Na wielkanocne śniadanie przybyło wielu przyjaciół WTZ, szefowie społecznych jednostek pomocowych PCPR w Pile, MOPS w Pile, DPS, a także sponsorzy. Było ono okazją do rozmów i złożenia życzeń.
– Chciałbym prze wszystkim podkreślić, że wszyscy z Was wykonują tu na co dzień kawał dobrej roboty z panią Hanna Gapińską na czele. Jesteście naprawdę wspaniali – podkreślił starosta Eligiusz Komarowski. – To wyjątkowe miejsce, które służy nie tylko rehabilitacji społecznej, czy zawodowej, ale to przede wszystkim miejsce życia, niezwykle rodzinne. Życzę wszystkim wspaniałych, a przede wszystkim spokojnych Świąt Wielkanocnych – powiedział starosta.  

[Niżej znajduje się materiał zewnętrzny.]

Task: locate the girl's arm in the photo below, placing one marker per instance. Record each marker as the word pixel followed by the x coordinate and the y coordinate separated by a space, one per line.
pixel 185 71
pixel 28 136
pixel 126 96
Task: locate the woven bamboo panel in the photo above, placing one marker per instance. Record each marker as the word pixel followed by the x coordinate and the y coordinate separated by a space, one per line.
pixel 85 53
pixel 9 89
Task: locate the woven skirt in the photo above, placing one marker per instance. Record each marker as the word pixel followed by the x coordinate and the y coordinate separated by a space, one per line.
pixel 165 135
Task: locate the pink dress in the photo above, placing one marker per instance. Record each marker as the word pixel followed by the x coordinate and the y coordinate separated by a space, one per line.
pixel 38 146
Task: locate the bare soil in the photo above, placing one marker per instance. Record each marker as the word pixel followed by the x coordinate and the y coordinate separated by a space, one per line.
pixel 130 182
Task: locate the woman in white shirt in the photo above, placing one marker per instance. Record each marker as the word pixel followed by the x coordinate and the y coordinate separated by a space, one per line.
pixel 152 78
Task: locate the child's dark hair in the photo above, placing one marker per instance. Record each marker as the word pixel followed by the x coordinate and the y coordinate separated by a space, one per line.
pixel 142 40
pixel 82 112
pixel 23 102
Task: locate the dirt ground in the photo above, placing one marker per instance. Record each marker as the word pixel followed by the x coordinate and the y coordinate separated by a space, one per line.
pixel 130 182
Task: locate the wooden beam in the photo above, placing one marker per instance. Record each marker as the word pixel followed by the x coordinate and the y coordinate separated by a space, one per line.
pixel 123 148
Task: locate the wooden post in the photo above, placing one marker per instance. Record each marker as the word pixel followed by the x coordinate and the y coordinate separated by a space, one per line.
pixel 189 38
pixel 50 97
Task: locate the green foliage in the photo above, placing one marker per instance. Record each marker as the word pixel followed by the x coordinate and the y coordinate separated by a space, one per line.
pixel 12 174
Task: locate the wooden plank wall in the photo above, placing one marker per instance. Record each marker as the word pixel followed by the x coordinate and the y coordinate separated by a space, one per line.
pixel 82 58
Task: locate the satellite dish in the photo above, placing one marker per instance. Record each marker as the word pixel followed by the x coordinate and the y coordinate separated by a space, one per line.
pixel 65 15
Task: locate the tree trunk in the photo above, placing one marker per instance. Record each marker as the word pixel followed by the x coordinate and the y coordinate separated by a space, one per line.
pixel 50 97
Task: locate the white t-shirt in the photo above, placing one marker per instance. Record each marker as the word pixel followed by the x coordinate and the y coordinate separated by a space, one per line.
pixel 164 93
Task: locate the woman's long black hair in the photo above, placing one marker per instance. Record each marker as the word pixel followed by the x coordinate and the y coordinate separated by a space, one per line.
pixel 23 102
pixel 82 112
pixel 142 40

Podczas spotkania uczestnicy wykonali program artystyczny, przygotowany wspólnie z terapeutami.
– To bardzo rodzinne święto, bo wszyscy tratujemy się jak rodzina. To ważne dla nas spotkanie tym bardziej, że długo na nie czekaliśmy. Wielu uczestników codziennie odkreślało dni w kalendarzu, czekając na nie. Dla nas wszystkich takie śniadanie ma duże pozytywne znaczenie emocjonalne – podsumowała Karolina Furmańczyk, muzykoterapeuta w WTZ przy Motylewskiej w Pile.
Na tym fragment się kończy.